そうすると,今まで剛胆ぶりを見せていたビッケが急にしょぼくれた男のようになり,
「・・・船長室まで来いや.二人だけにしてくれ」
と言って,私を船長室へ招いたのだった.

「一つ聞かせてもらってもいいかい?」
船長室にて,ビッケは問う.
「魔女の使いってのは一人だけじゃねェのか?」
私は,その問いに困った.
「もう一人,私の他にも『北の魔女の使いだ』と言った人がいたということか?」
私がそう問い返すと,ビッケは,
「あぁ,そうさ.名前は言えねェがな」
と答えたのだった.ビッケはまた続ける.
「お前さんたちは,一体何が目的でオレ様の海賊業を諫めに来るんだ?大体・・・」
「ビッケ.別に諫めに来たわけじゃないさ.一つ,重大な事を言おう.このアルディの海は,昔は平原だったんだ.それにその平原には一大国家が栄えていたんだ.大地震でその国は海に沈むことになるのだけれども・・・.もしかしたら・・・もしかしたら,君が支配するこのアルディの海の深海に,金銀財宝が眠っているのかもしれない.私は,それを確かめるためにも,旅を続けているんだ.その旅には,ビッケ,君の力が必要だ.船を貸してくれないか?」
一気に言ってしまった感はあったが,私の思惑通り,ビッケは「金銀財宝」という言葉を聞いた途端,目の色を変えて,私の旅に手を貸してくれると頷いたのだった.

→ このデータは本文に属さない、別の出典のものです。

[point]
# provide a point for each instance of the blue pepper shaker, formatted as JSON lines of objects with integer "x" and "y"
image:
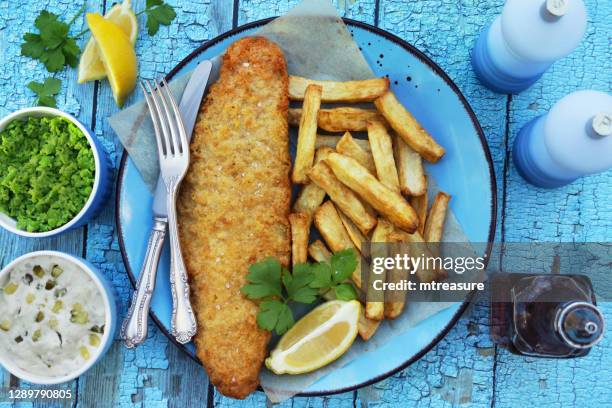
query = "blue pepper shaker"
{"x": 525, "y": 40}
{"x": 572, "y": 140}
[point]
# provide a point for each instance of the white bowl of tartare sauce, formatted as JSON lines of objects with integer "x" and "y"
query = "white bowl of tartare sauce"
{"x": 57, "y": 317}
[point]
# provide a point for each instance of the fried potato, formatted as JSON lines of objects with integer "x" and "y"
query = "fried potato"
{"x": 342, "y": 196}
{"x": 367, "y": 327}
{"x": 419, "y": 246}
{"x": 295, "y": 116}
{"x": 356, "y": 236}
{"x": 347, "y": 119}
{"x": 332, "y": 230}
{"x": 365, "y": 90}
{"x": 395, "y": 300}
{"x": 409, "y": 169}
{"x": 309, "y": 199}
{"x": 408, "y": 128}
{"x": 375, "y": 309}
{"x": 339, "y": 119}
{"x": 319, "y": 252}
{"x": 300, "y": 227}
{"x": 307, "y": 135}
{"x": 349, "y": 146}
{"x": 382, "y": 152}
{"x": 387, "y": 202}
{"x": 322, "y": 153}
{"x": 435, "y": 220}
{"x": 419, "y": 203}
{"x": 332, "y": 141}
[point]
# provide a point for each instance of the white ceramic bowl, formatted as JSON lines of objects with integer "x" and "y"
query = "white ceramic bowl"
{"x": 110, "y": 312}
{"x": 102, "y": 177}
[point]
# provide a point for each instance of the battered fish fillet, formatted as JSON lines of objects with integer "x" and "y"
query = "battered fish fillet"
{"x": 234, "y": 207}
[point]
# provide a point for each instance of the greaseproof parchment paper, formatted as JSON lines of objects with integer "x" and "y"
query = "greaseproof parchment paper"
{"x": 317, "y": 45}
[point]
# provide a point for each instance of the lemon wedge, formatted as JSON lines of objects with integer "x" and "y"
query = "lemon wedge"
{"x": 317, "y": 339}
{"x": 117, "y": 55}
{"x": 91, "y": 67}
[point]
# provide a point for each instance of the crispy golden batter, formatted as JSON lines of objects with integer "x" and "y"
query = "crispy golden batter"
{"x": 234, "y": 207}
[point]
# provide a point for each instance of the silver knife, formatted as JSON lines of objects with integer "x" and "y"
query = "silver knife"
{"x": 134, "y": 327}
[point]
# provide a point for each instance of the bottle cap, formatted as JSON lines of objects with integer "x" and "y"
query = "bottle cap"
{"x": 580, "y": 324}
{"x": 534, "y": 31}
{"x": 570, "y": 136}
{"x": 557, "y": 8}
{"x": 602, "y": 123}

船長室から出た私たちは,既に打ち解けていた.ビッケは子分に言った.
「おめェら!今日の目的地は,アルディの海の南!エルフの町だ!!!」と.


5.エカチェリーナ号海を行く


船上にある椅子に腰掛け,私は史書をめくっていた.船首を見てふと,これから向かうエルフたちが住まう町・・・は一体どういうところなのだろう,と思いを馳せる.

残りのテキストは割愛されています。